The share option scheme adopted by the Company on 24th
September 1991 (the “1991 Scheme”) expired on 23rd September
2001. Options granted and not yet exercised under the 1991
Scheme have lapsed during the year.
HomeRelay Communications, Inc. (“HomeRelay, formerly known
as Unbound Communications, Inc.), a subsidiary of the Company,
located and established under the laws of the United States of
America, adopted a stock option plan in August 2000 (the
“HomeRelay Plan”). Under the HomeRelay Plan, HomeRelay may
grant up to 10% of HomeRelay’s common stock and a committee
designated by the board of directors of HomeRelay may fix the
terms and vesting of the options which in no event shall exceed
10 years.
Details of the 1991 Scheme, the 2001 Scheme and the HomeRelay
Plan are set out in note 20 to the financial statements.
CONNECTED TRANSACTION As announced on 11th April 2003, the
Company has entered into a transaction which constitutes a
connected transaction for the Company under Chapter 14 of the
Rules Governing the Listing of Securities on The Stock Exchange
of Hong Kong Limited (the “Listing Rules”) and Chapter 11 of the
Listing Rules of the Financial Services Authority in the United
Kingdom (as the case may be) as set out below:
On 11th April 2003, the Company as tenant entered into an
agreement with Aldenham Company Limited (“Aldenham”) as
landlord for the lease of the premises situated at Bowen Road,
Hong Kong for 2 years commencing on 1st April 2003 at a
monthly rental of HK$250,000 for the purpose of providing
housing to Mr. Allan WONG Chi Yun, a director of the Company, in
accordance with the terms of his employment contract.
Aldenham is a company 50% owned by Mr. Allan WONG Chi Yun’s
wife and 50% owned by a trust the beneficiaries of which are
Mr. Allan WONG Chi Yun and his family members. Aldenham is
therefore a connected person of the Company as defined in the
Listing Rules. The entering into of the lease by the Company
constituted a connected transaction for the Company.
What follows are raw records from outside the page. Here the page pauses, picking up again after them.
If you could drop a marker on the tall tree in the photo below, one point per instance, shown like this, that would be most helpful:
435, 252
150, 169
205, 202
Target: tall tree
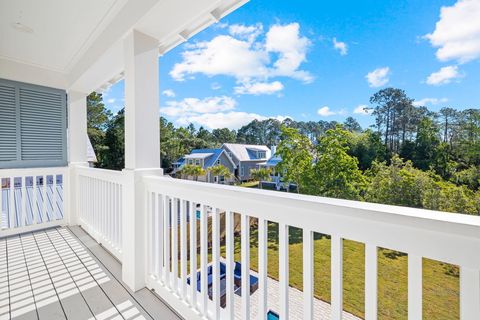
297, 153
336, 172
98, 117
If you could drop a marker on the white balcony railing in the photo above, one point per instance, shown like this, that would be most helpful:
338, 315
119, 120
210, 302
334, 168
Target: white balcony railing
99, 206
32, 199
174, 206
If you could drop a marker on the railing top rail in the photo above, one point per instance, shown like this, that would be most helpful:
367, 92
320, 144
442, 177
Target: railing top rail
434, 234
32, 171
103, 174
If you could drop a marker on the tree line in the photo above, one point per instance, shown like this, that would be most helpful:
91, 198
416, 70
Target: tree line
409, 150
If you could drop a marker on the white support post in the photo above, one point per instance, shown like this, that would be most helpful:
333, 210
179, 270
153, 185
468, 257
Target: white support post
77, 150
142, 149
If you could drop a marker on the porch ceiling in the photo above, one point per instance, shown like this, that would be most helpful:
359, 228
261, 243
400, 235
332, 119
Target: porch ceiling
77, 45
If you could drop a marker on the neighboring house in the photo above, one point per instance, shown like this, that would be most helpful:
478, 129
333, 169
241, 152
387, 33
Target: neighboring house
276, 180
246, 157
207, 158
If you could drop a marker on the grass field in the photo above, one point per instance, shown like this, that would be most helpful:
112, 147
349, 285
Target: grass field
440, 280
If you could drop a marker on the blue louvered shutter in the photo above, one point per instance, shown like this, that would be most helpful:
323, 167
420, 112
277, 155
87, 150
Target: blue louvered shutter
35, 126
8, 124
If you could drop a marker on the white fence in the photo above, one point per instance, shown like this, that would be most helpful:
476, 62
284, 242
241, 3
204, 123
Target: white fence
99, 206
32, 199
174, 206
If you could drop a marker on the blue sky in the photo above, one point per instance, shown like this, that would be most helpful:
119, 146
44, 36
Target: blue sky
320, 60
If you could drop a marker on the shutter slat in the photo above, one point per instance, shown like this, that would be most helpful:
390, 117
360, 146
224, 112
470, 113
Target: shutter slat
41, 122
8, 124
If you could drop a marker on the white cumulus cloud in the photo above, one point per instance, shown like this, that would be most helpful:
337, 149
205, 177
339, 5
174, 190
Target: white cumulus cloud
168, 93
259, 88
363, 110
444, 75
244, 55
340, 46
325, 112
378, 77
191, 106
429, 101
457, 32
231, 120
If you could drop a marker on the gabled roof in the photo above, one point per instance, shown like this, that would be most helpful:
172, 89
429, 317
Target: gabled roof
273, 161
198, 155
247, 152
210, 156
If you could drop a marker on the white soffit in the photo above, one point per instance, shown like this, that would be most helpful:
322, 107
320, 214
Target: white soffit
52, 34
78, 44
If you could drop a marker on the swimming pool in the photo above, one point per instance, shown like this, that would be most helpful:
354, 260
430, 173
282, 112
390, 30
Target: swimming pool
272, 315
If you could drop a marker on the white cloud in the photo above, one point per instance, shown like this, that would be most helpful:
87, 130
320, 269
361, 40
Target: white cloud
192, 106
168, 93
325, 112
216, 86
378, 77
231, 120
444, 75
363, 110
242, 56
340, 46
429, 101
259, 88
291, 48
246, 32
457, 33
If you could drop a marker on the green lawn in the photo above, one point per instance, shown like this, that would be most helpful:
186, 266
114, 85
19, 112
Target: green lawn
440, 280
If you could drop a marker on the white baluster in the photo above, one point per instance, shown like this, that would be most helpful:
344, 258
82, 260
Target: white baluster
469, 294
229, 234
193, 255
371, 274
283, 269
203, 259
183, 249
245, 241
262, 268
337, 277
216, 262
414, 287
307, 274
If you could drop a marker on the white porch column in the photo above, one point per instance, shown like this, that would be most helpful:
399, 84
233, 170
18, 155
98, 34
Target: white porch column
142, 149
77, 147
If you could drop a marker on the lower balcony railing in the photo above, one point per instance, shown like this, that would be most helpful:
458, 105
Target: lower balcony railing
195, 263
32, 199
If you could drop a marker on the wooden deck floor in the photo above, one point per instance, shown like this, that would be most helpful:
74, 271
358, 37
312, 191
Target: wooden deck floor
62, 273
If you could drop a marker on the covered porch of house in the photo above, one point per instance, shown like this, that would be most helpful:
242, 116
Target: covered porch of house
141, 231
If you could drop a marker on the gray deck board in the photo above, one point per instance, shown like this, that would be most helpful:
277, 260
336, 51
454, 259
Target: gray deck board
62, 273
153, 306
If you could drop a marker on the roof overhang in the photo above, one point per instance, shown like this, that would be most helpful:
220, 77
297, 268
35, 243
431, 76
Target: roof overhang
78, 45
198, 155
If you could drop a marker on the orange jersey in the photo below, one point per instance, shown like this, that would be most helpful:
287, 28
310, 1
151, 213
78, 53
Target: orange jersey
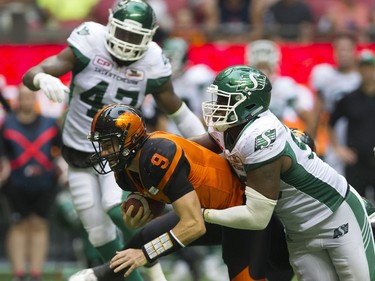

MATERIAL LEGAL PROCEEDINGS On 7th June 2002, the Group and
Lucent Technologies Inc. (“Lucent”) settled the lawsuit filed by
the Group against Lucent in January 2001 in a mutually
satisfactory manner. There was no admission of wrongdoing by
either party. Under the terms of the settlement, Lucent agreed to
adjust the purchase price of the acquisition downward by
US$50.0 million and such amount was fully settled in cash during
the year ended 31st March 2003.
After settling its claims against Lucent, the Group commenced
litigation against PricewaterhouseCoopers LLP (“PwC”) on
28th February 2003, seeking damages for PwC’s alleged
malpractice and breach of duty and fraud in representing the
Group concerning the acquisition of part of the Lucent Consumer
Telephone Business in March 2000. On 1st May 2003, PwC moved
to dismiss the complaint and it is anticipated that the Court will
rule on that motion within the next several months. The Group
remains confident that it will prevail on PwC’s motion to dismiss
although there is no way to accurately predict the outcome. The
Group attempted to settle with PwC which refused to enter any
settlement discussion with the Group.